The 300-signature threshold represented 1.5% of voters in the McLane area in the 2010 election, Powell said. A subsequent review found that the law requires that signatures be collected from 1.5% of the district's 157,322 voters, he said.
Powell said that once he discovered the error, "I couldn't compound it by calling an election."
The petition drive was undertaken after trustees appointed De La Cerda to the board in November. He replaced Tony Vang, who resigned in September amid a controversy about his residency in the McLane area.
Trustees noted at the time that conducting a special election to fill the seat could cost as much as $125,000.
If an election is called, De La Cerda would be removed from the board and the trustee post would remain vacant until the election.
His appointed term ends in 2014. De La Cerda has said he would seek election should a special election be called, and Tuesday he said that decision stands.
Petitioners had hoped for a special election in May or June when they turned the petition in on Dec. 7. Powell had 30 days to validate the petition.
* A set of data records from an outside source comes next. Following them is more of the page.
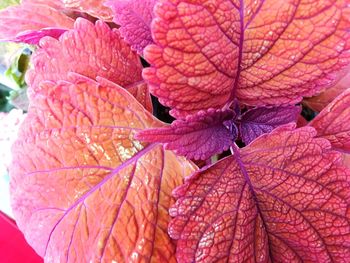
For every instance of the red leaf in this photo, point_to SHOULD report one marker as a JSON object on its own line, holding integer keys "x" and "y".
{"x": 93, "y": 51}
{"x": 320, "y": 101}
{"x": 135, "y": 19}
{"x": 198, "y": 137}
{"x": 83, "y": 189}
{"x": 258, "y": 121}
{"x": 283, "y": 198}
{"x": 333, "y": 122}
{"x": 262, "y": 52}
{"x": 30, "y": 22}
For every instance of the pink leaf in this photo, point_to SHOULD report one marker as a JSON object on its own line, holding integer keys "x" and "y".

Tuesday, Powell said the earliest the state Board of Education could consider a waiver to allow petitioners more time to gather signatures would be March, and even with approval of a waiver, an election could not be held until September. The petitioners also would have the option of asking a judge to authorize the election.
Mai Summer Vue, an FUSD teacher who pushed for a special election, said a delayed election would be better than none at all. The people "have the right to practice their democracy," she said.
Vue said the petitioners will meet in the next couple of days to decide whether to "pursue more signatures -- or just fold."
It's feasible that supporters can collect enough signatures, she said. "We collected 560 signatures in two weekends, and so if we have 30 days I would say it's very doable, especially when you have a good number of people who believe in the process and who are dedicated."
Asadoorian said collecting signatures districtwide would have been easier all along, and had petitioners been given correct advice, "it wouldn't have been an issue."
Making it an issue now is unfair to the petitioners, she said: "This group of people who worked so hard and so diligently and so thoughtfully had the rug pulled out from under them."